Sounds like the swap was a lot of work, but the results are worth it. I wish I had one as well. How well does it handle weird grain directions, knotholes, etc? Mine loves to chip out at any opportunity.


----------



## wbrisett

I've not run enough board feet through the new head to come to a forgone conclusion on strange grain, but what I've run through it so far, it seems to handle pretty much everything I throw at it. I'm just amazed at how much quieter the unit is now than before.


----------



## HillbillyShooter

Last weekend I swapped out the head and blade assembly on my PM Model 15 that I acquired back in the 90s. I installed a Byrd Shelix and was thinking about doing a review with some tips. My experiences were much the same, but I had more trouble with re-assembling the gear box. I opted for the Byrd because it's made right here in the USA. The Byrd has helixical shaped cutters (supposedly for better shearing action, but I'm not convinced anyone would notice). And. I got it through my buddies at Ballew Saw & Tool here on Springfield ( http://www.ballewsawandtool.com/index.php?option=com_virtuemart&page=shop.browse&category_id=490&Itemid=31 )-although we have a Grizzly here in Springfield, I much prefer to do business with a local company. Kenny at Ballew suggested I order the Shelix with bearings, which turned out to be a great help. However, even with the benefit of Kenny's suggestion it took me 6-hours to do the job, but I enjoyed playing with my toy! Yes, the cut is far superior with no waves. I'd do it again without blinking an eye.


----------



## wbrisett

I actually liked the idea of buying a US made head. However there were a couple of reviews that had me second guessing if I should go with the Byrd.

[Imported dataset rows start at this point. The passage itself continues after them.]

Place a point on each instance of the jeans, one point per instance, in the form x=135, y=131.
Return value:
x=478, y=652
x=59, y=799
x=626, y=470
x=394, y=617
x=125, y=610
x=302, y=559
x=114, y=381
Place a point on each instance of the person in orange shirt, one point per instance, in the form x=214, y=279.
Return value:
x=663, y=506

In the end, I thought I was going with a German design, but then found it wasn't (that will teach me to read stuff at 5 AM!)... 

Anyhow, I would be very interested in knowing what you think about your Byrd and if you have any of the issues some folks seem to have with the blade design.


----------



## wbrisett

I got an email from Grizzly's tech support today. Apparently the only difference (other than the extra two cutters) between the H7655 and the T10128 is where they are made. The H7655 is made in Taiwan, the T10128 in China. So there you go… Still not sure why one cost more (quite a bit more).


----------